A antiga traineira norueguesa, carregada com suprimentos médicos e alimentares e com 17 ativistas a bordo, tentará chegar à costa de Gaza. Entre os tripulantes estão a deputada francesa Gabrielle Cathala e a eurodeputada francesa Emma Fourreau, ambas do partido francês La France Insoumise (LFI).
O grupo lembra que se trata de um navio civil que transporta ajuda humanitária vital para salvar vidas e "uma mensagem de solidariedade de pessoas de todo o mundo que se recusam a permanecer em silêncio enquanto Gaza passa fome, é bombardeada e enterrada sob escombros".
Nessa viagem, haverá médicos voluntários, advogados e ativistas, jornalistas e organizadores comunitários, ele enfatiza. "Nós não somos governos. Nós somos o povo, que age quando as instituições falham", enfatizou.

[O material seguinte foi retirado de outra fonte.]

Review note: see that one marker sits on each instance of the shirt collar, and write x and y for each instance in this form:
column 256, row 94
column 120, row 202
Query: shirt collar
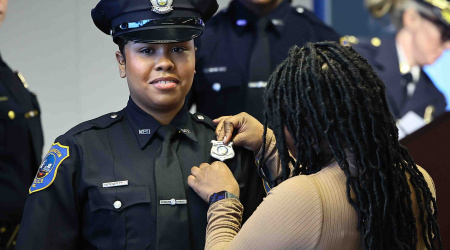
column 243, row 18
column 145, row 126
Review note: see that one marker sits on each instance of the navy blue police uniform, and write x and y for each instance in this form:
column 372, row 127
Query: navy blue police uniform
column 221, row 84
column 21, row 142
column 101, row 183
column 383, row 57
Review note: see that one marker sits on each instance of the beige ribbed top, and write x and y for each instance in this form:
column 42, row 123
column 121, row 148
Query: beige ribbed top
column 303, row 212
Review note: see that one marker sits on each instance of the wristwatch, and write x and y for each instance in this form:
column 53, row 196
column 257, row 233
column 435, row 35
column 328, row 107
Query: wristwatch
column 220, row 196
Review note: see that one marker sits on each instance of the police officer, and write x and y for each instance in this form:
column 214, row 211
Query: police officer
column 241, row 46
column 423, row 34
column 120, row 181
column 21, row 142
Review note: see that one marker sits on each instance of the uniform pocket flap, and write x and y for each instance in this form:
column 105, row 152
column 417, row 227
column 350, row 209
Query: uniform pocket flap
column 118, row 198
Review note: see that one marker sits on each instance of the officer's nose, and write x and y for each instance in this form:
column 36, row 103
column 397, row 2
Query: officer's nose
column 447, row 45
column 164, row 63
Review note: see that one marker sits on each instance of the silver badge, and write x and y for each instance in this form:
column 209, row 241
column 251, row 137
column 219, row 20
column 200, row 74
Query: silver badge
column 161, row 6
column 222, row 151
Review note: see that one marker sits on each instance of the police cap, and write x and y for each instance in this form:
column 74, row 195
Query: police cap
column 441, row 9
column 153, row 21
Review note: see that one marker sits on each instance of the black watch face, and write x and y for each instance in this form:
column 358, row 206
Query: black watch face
column 217, row 196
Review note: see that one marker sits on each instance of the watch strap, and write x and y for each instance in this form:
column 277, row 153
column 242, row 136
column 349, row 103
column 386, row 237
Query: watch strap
column 220, row 196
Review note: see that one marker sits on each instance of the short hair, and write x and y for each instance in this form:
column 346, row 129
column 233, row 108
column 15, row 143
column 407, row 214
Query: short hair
column 327, row 92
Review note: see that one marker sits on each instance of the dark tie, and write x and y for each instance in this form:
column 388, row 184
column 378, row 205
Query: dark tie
column 259, row 70
column 405, row 80
column 172, row 222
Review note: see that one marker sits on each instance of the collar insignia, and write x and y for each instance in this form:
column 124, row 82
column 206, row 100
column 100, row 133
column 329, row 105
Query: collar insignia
column 162, row 6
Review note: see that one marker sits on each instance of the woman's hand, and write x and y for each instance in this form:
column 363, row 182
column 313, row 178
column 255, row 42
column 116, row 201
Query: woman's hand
column 208, row 179
column 249, row 130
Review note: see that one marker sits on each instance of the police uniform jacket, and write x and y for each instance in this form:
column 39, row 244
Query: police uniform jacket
column 384, row 60
column 79, row 210
column 21, row 142
column 220, row 84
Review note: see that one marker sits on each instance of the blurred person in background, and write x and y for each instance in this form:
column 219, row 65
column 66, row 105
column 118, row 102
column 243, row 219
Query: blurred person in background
column 423, row 34
column 241, row 46
column 346, row 181
column 21, row 142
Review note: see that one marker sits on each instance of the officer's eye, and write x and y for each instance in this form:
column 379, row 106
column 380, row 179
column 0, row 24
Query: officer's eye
column 178, row 49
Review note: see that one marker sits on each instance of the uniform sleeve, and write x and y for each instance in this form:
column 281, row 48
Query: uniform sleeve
column 50, row 219
column 289, row 217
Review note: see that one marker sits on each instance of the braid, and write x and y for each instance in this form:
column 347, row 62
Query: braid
column 324, row 92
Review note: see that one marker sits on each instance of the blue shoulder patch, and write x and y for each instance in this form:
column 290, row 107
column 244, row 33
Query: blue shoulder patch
column 47, row 170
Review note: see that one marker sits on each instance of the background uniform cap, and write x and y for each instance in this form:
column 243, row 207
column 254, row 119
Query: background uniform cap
column 153, row 21
column 441, row 9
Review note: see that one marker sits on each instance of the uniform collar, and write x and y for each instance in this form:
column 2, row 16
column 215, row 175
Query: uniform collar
column 145, row 126
column 243, row 18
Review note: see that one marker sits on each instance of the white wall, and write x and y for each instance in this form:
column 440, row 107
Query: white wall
column 66, row 60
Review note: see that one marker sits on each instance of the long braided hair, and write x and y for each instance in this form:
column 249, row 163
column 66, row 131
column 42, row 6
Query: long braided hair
column 328, row 92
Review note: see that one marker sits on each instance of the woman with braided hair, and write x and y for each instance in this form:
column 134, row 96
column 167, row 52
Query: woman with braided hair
column 343, row 181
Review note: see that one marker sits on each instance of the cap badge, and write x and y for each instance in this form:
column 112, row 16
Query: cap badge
column 162, row 6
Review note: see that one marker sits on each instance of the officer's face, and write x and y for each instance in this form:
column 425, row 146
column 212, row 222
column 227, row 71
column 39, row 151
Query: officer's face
column 3, row 6
column 159, row 76
column 427, row 44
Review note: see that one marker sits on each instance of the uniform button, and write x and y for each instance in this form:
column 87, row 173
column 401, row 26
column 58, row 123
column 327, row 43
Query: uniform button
column 117, row 204
column 217, row 86
column 11, row 115
column 376, row 42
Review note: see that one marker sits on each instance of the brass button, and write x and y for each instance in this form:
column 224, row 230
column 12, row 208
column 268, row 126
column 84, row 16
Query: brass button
column 117, row 204
column 11, row 115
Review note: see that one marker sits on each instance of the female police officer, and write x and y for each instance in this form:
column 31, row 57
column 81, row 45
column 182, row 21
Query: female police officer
column 119, row 181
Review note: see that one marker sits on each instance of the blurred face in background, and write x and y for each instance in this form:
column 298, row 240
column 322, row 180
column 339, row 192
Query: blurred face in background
column 3, row 7
column 426, row 37
column 260, row 7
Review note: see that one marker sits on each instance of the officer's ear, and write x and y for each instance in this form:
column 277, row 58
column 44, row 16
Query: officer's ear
column 121, row 61
column 411, row 19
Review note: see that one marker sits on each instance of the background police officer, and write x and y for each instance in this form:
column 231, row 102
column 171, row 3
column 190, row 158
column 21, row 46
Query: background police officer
column 423, row 33
column 119, row 181
column 241, row 46
column 21, row 142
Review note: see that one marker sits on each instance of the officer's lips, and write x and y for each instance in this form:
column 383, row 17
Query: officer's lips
column 164, row 83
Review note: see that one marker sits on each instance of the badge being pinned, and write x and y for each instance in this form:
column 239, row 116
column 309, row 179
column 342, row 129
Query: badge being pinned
column 222, row 151
column 47, row 170
column 161, row 6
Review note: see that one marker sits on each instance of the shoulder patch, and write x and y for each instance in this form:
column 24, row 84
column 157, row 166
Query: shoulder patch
column 49, row 167
column 201, row 118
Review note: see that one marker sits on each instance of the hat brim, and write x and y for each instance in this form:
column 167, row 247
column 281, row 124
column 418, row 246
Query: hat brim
column 162, row 35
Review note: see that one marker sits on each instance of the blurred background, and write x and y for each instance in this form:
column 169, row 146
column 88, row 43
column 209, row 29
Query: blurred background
column 71, row 65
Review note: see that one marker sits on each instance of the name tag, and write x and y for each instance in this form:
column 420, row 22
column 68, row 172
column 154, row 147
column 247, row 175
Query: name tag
column 260, row 84
column 172, row 202
column 115, row 184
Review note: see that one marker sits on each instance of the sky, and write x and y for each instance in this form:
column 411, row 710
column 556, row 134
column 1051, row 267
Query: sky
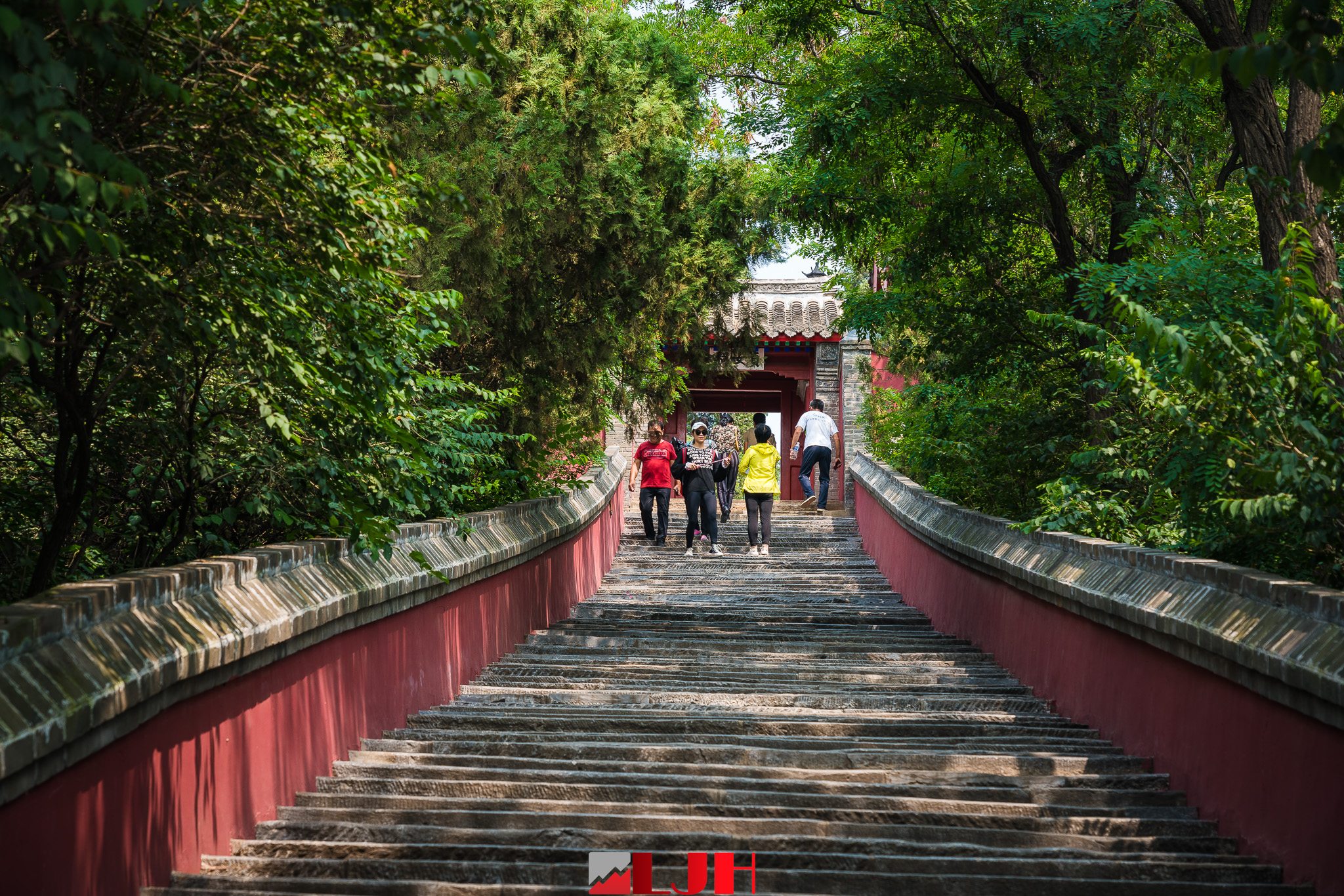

O barco recebeu o nome de um conhecido personagem de desenho animado infantil popular entre a população palestina, "um refugiado descalço que enfrenta a injustiça e promete não desistir até que a Palestina seja livre". "Esse barco tem o espírito dele e o de todas as crianças de Gaza que não têm segurança, dignidade e prazer.
O 'Handala' percorreu vários portos do norte da Europa e do Reino Unido em 2023 e 2024 para "romper o bloqueio da mídia" e "aumentar a conscientização, construir solidariedade" com conferências de imprensa, obras de arte e "eventos de educação política em todos os portos que visitou".
SEGUINDO OS PASSOS DA 'MADLEEN
"Essa missão ocorre semanas após o ataque ilegal de Israel ao 'Madleen', outro navio da Freedom Flotilla apreendido ilegalmente por Israel em águas internacionais", lembra a Flotilla.
Em 9 de junho, ao amanhecer, o 'Madleen' foi abordado por comandos da marinha israelense enquanto transportava uma carga de alimentos e necessidades básicas e doze ativistas de várias nacionalidades, incluindo a sueca Greta Thunberg, a deputada francesa Rima Hassan, o jornalista francês Omar Faiad e o ativista espanhol Sergio Toribio.
Doze civis desarmados, incluindo uma deputada do Parlamento Europeu, um médico, um jornalista e defensores dos direitos humanos, foram sequestrados por comandos israelenses e levados contra sua vontade para Israel, onde foram interrogados, abusados e depois deportados. Seu "crime"? Tentar levar alimentos, remédios e solidariedade às vítimas palestinas do bloqueio", reprovou a Flotilha.